La più bella invenzione di tutti i tempi: la Comunicazione Umana

La parola comunicare deriva da latino: communis, cioè comune. Non esiste persona che non sappia comunicare, è insito nel nostro codice genetico il saperci esprimere, a volte in un linguaggio universale, a volte in modo diverso.
La comunicazione si divide in verbale, non verbale e paraverbale. Il non verbale prende il sopravvento in ogni comunicazione, è difficile saper interpretare il linguaggio del corpo, i gesti, le espressioni, molte volte si cade nell’equivoco, ecco perché bisogna essere attenti a valutare nel suo complesso la comunicazione, non solo nel non verbale ma anche negli aspetti del verbale, quello che viene esplicitamente detto, e nel paraverbale, come viene detto. È importante aver maturato un buon ascolto e una buona visione delle cose, ascolto attivo nell’espressione delle parole che possono essere ricche di significato e visione attenta nelle movenze del corpo, mentre l’altro esprime o vorrebbe esprimere qualcosa. È ancora più complesso valutare questi elementi al giorno d’oggi, soprattutto in un epoca nella quale la comunicazione, tramite l’avvento di internet e delle nuove tecnologie, si è trasformata in lunghi ponti di comunicazione virtuale issando il muro della comunicazione diretta, face to face, che ti fa gustare ogni piccolo gesto che non può essere mai vissuto tramite uno schermo ma che deve essere, necessariamente, assaporato da vicino. La comunicazione virtuale non potrà mai arrivare a questo, non potrà mai congiungere le emozioni di un abbraccio, di un bacio, di una carezza che rimangono sempre sospese e desiderate da un lato e dall’altro del lungo ponte.

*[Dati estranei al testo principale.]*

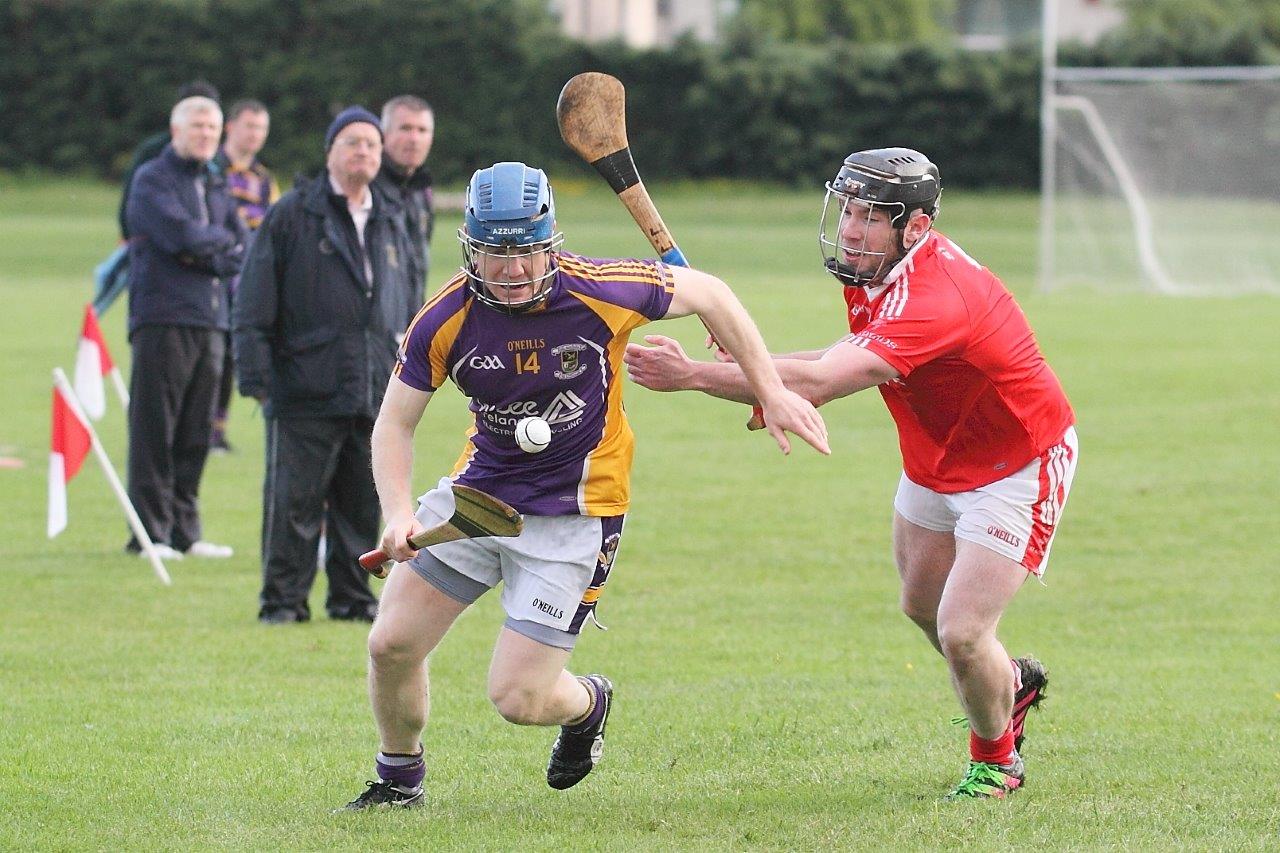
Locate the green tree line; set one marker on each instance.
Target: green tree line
(782, 97)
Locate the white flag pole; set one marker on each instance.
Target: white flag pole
(120, 391)
(129, 512)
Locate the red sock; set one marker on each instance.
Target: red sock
(999, 751)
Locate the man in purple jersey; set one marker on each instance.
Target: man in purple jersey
(528, 331)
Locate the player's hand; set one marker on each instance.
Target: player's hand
(787, 411)
(394, 541)
(659, 366)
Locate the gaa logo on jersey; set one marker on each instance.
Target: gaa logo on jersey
(571, 361)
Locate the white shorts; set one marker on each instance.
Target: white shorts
(1015, 516)
(552, 573)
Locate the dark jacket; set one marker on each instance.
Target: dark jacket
(311, 333)
(414, 195)
(147, 150)
(178, 264)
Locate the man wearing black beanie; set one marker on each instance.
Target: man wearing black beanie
(327, 288)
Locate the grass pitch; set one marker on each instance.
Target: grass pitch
(769, 693)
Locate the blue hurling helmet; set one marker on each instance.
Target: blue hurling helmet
(508, 236)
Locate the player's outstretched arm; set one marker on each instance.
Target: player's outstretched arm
(842, 369)
(728, 322)
(393, 465)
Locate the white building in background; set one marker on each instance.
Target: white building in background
(981, 24)
(992, 24)
(643, 23)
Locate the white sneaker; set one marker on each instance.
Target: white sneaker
(209, 550)
(163, 551)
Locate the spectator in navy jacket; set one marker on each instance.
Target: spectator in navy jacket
(186, 241)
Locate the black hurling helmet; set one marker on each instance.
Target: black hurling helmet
(900, 181)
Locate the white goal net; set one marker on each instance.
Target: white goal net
(1162, 178)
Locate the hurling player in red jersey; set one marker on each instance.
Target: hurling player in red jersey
(987, 437)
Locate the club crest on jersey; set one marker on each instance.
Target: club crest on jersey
(571, 363)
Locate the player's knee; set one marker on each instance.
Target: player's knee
(926, 615)
(960, 641)
(391, 649)
(516, 703)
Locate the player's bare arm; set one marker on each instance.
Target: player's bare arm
(393, 465)
(728, 322)
(842, 369)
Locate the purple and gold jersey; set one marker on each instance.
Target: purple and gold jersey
(561, 361)
(252, 188)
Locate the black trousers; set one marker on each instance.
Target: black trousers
(318, 470)
(173, 388)
(224, 389)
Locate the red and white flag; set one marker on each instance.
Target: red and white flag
(92, 363)
(67, 452)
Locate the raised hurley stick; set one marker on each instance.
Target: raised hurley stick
(475, 515)
(592, 117)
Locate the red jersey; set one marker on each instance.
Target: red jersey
(976, 400)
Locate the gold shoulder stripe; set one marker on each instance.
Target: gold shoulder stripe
(612, 267)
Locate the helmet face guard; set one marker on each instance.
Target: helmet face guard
(508, 237)
(894, 181)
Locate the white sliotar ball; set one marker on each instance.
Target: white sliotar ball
(533, 434)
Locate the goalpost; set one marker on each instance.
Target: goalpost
(1165, 179)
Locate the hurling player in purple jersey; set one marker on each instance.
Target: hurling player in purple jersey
(526, 329)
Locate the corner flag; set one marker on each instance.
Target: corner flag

La comunicazione si divide anche in intra ed interpersonale, la prima riguarda l’introspezione, il famoso motto greco impresso sulla porta dell’oracolo di Delfi: “conosci te stesso”, la seconda non può prescindere dalla prima, se non si fa una dovuta osservazione interna di sé stessi non si può mai interfacciarsi in maniera adeguata con l’altro significativo, come diceva Mead. I due aspetti della comunicazione devono essere, necessariamente, in simbiosi, saper gestire la propria comunicazione significa saper osservare e gestire la comunicazione altrui, di conseguenza si genera automaticamente un dialogo appropriato, un approccio significativo ed intenso, senza cadere nell’inganno della contraddizione. Questo esercizio dovrebbe essere applicato da tutti, indistintamente dalla posizione sociale, non solo dagli addetti ai lavori. Può essere d’aiuto nella vita di ogni giorno, ricca di stimoli, dove ci capita di incontrare sempre persone diverse e dove possiamo attingere informazioni per migliorarci o tentare di migliorare il prossimo.
Fin da piccoli ci è stato sempre ripetuto che prima di parlare dovevamo contare fino a 10, cioè pensare a quello che dovevamo dire prima di dirlo, perché una volta detto non si poteva più tornare indietro, ritrattare sarebbe stata un’impresa molto ardua. Effettivamente la comunicazione è difficile da gestire, non sai mai se un determinato comportamento, un’azione, una frase, una parola possa dare fastidio a chi ti sta accanto. Tante volte ci si mettono in mezzo anche le emozioni, quelle forti del momento, quelle guidate dalla parte istintuale che prende il sopravvento sulla ragione che viene subito dopo, cercando di rimediare. Quindi il consiglio che ci veniva dato fin da piccoli dovrebbe essere sempre ascoltato, soprattutto da grandi. Imparare a comunicare non è facile, una volta che si matura una buona proprietà comunicativa generale, si può coordinare ogni situazione in modo più semplice. Maturare una buona comunicazione significa stare insieme alle persone, senza distinzione alcuna, perché, come diceva Gandhi, ognuno di noi ha una qualità dove poter attingere insegnamenti, l’importante è saper valutare giusto e sbagliato, bisogna saper osservare con occhio critico e, a volte, anche solo ascoltare, non per niente, come diceva un filosofo greco, siamo stati creati con due orecchie e con una sola bocca.